As they approach their 40th birthdays, adults who smoked marijuana early and often in life face a higher likelihood of sheering off IQ points and performing more poorly on tests of reasoning, attention and memory than those who smoked pot less often, says a new study.
The latest research, published in the journal Proceedings of the National Academies of Science, underscores what the authors call the "toxic effects of cannabis on the brain" -- especially the developing brain. Against the backdrop of resurgent marijuana use among U.S. high school students, they recommend "increasing efforts" to "delay the onset of cannabis use" among teens.
"Collectively, these findings are consistent with speculations that cannabis use in adolescence, when the brain is undergoing critical development, may have neurotoxic effects," the authors concluded.
The study establishes marijuana's mounting neuropsychological effects over time by tracking a group of 1,037 children born in New Zealand for 38 years from the times of their births in 1972 and 1973. The children underwent extensive testing from their earliest days, and were tested for cognitive performance at 13 years of age -- before any had smoked pot -- and then again at 38.

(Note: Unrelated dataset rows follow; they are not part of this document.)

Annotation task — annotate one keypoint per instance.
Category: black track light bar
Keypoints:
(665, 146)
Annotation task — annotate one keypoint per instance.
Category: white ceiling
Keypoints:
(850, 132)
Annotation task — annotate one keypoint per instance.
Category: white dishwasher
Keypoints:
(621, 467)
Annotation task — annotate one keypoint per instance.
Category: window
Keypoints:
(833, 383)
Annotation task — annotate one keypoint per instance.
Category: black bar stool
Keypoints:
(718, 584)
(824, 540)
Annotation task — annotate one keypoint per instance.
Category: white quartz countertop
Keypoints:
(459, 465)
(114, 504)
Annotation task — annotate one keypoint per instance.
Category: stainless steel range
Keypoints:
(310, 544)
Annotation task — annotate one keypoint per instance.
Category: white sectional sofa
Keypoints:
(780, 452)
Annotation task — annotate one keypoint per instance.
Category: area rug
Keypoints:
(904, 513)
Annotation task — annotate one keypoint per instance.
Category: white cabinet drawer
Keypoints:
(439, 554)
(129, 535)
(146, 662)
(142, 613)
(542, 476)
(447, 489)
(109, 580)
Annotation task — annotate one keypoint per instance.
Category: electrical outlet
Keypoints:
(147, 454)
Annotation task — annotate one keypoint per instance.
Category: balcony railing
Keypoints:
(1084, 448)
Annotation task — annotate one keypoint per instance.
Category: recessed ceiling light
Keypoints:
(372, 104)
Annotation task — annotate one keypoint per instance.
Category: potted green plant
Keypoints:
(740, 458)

In between, they were asked at 18, 21, 26 and 32 years of age about their use of illicit drugs, including marijuana. Participants were graded along a continuum according to whether they had a pattern of regular (four times per week or more), ongoing use of cannabis, or were classified as cannabis-dependent. The neuropsychological functioning of individuals along that spectrum was compared with that of subjects who never used cannabis or reported they had used it, but never regularly.
Those who had used marijuana earliest and those who had used it most persistently through life showed the greatest loss of cognitive function. That collective loss of brainpower among pot smokers held even after the researchers adjusted for differences in the education levels achieved by those who did and those who didn't smoke pot.
While those who had never used tended to pick up a little less than a single IQ point between 13 and 38 years old, those who had smoked pot most persistently -- or who had been declared marijuana-dependent at three or more time points of the study -- shaved an average of five to six points from their IQ, an "effect size" that the researchers characterized as midway between small and medium.
In speed of processing and laboratory tests that gauge "executive function," persistent pot smokers and those who had started early also turned in significantly lower scores than those who had not smoked pot at age 38. Consistently, individual participants who were considered to have shown signs of cannabis dependence before the age of 18 had lower scores and lost IQ points with the transition to adulthood. But those stark effects were not apparent for participants who started smoking pot regularly after the age of 18.
The impairment of those who smoked pot early and often was also impairment to those around them, the researchers found. When people who participants said "knew them well" were asked whether the subject had shown memory or attention problems in the past year, their responses lined up neatly with extent of pot use.
New Zealand has a slightly higher rate of marijuana dependence than has been seen in the U.S. But the deleterious effects of pot smoking can't be put down to more potent weed, the study authors said: marijuana busts in both countries have turned up marijuana of roughly equal potency.
This is bad news for American kids (not to mention those who grew up in the 1960s and 70s). Between 2007 and 2011, rates of marijuana use among American middle and high school students has increased steadily and significantly: in 2011, 25% of eighth-, 10th- and 12th-graders say they have smoked marijuana at some point in the past year, according to the National Institute on Drug Abuse. Among 10-graders, 3.6% report they smoke pot almost daily, and 6.6% of 12th-graders do.